California Court Rules Accused Student Denied a Fair Hearing
Last week, a California Superior Court judge ruled that in a Roe (she said) vs. Doe (he said) case, a University of California San Diego hearing panel violated Doe’s right to a fair hearing. The right to cross-examine the accused was one of the central issues in the case, leading the court to conclude that the “limiting of questions in this case curtailed the right of confrontation crucial to any definition of a fair hearing.” Specifically, the court found it unfair that the Panel Chair asked only nine of the thirty-two questions submitted by Doe, paraphrased questions, allowed “restricted answers and prevented any follow-up,” and put up a screen between Roe and Doe, denying him the right to confront his accuser. We have previously written about the right to cross-examine the accuser in campus sexual assault hearings, citing a decision by a U.S. District Court in New York, which found that constitutional due process in a case where a male student was accused of rape “required that the panel permit the [accused] . . . to direct questions to his accuser through the panel.” [Donohue v. Baker, et al. (USDC NDNY 1997) 976 F.Supp.136] And in its Order dismissing a lawsuit against St. Joseph’s University filed by a student suspended for sexual misconduct, a U.S. District Court in Pennsylvania stated that the Office for Civil Rights strongly discourages schools to allow the accused student to personally confront or cross-examine the accuser. [Harris v. Saint Joseph's University (USDC EDPA 2013) no. 2:13-cv-03937] However, as the Title IX Blog points out, the recent California decision reminds schools that “It is possible to hold fair hearings and comply with Title IX and that is what colleges and universities should be striving to do.”

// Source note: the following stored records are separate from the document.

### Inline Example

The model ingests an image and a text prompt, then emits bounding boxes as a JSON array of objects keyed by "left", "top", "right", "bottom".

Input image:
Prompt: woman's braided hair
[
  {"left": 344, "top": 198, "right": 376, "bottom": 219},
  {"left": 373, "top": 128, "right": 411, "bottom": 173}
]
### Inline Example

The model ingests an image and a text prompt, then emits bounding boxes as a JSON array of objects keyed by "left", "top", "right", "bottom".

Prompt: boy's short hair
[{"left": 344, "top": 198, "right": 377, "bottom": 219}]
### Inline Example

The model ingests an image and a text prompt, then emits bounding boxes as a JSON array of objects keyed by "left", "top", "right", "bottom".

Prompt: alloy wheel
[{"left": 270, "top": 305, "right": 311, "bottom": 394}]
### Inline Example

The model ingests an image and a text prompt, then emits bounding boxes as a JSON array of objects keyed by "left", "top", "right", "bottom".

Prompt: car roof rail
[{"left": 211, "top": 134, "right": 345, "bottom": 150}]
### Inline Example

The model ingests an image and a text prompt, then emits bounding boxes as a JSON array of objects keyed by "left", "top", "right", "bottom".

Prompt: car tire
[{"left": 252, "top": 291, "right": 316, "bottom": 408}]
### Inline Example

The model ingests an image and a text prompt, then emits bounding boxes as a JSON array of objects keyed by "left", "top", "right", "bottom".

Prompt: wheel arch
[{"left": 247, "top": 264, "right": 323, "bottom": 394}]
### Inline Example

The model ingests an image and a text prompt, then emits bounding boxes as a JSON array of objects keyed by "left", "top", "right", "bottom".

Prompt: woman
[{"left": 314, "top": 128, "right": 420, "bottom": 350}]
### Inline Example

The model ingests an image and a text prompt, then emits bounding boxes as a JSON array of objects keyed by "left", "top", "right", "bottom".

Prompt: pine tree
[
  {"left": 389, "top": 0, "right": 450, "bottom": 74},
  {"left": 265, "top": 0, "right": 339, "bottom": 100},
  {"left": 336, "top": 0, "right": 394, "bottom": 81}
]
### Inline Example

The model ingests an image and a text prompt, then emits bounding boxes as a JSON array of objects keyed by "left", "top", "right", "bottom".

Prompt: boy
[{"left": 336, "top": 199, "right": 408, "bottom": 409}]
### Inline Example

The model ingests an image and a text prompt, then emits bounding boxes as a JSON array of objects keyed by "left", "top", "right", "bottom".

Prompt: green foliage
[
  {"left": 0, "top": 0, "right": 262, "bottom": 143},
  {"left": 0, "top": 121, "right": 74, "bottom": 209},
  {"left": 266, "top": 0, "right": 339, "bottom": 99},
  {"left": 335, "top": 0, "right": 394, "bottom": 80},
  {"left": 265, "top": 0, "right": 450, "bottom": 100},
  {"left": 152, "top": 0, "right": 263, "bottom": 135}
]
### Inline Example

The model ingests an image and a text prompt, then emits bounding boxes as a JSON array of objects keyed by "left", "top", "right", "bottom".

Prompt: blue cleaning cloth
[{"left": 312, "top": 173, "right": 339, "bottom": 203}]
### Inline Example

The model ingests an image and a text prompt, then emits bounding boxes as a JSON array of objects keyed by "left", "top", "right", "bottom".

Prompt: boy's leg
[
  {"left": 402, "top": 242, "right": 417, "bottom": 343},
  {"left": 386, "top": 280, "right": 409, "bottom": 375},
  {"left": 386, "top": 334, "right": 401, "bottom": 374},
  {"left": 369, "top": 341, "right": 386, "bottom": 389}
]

A study published this week challenges the belief that most campus rapes are committed by serial perpetrators. An influential 2002 study by David Lisak and Paul Miller found 4% of surveyed men were responsible for over 90% of self-reported rapes and 28% of self-reported violence, suggesting that “a relatively small proportion of men are responsible for a large number of rapes and other interpersonal crimes.” Lisak and Miller’s findings were bolstered by a 2009 study of enlisted men in the Navy. The new research released this week, led by Kevin Swartout, an assistant professor of psychology at Georgia State University, found that “most college men who perpetrate rape do so during relatively limited time frames.” Instead of measuring the number of incidents that an individual committed, as Lisak and Miller did, Swartout and his co-researchers examined how many time periods in which an individual reported perpetrating rape. Most men (74.7%) “who committed college rape only perpetrated rape during 1 academic year.” Furthermore, the men at greatest risk of perpetrating rape changed: those men most likely to commit rape before college were not the men most likely to rape in college. The study undermines the assumption that there is “a cohesive group of men who consistently committed rape” on campus. Overall, 10.8% of the men surveyed in the study reported perpetrating rape. Swartout’s findings may change how institutions approach preventing and responding to sexual violence. Andra Tharp, a senior adviser for the Air Force’s Sexual Assault Prevention and Response division, told FiveThirtyEight, “if [rape is] mostly sporadic and opportunistic behavior, we need to think more about prevention and intervention — a broader public health approach instead of focusing primarily on a few high-risk individuals.”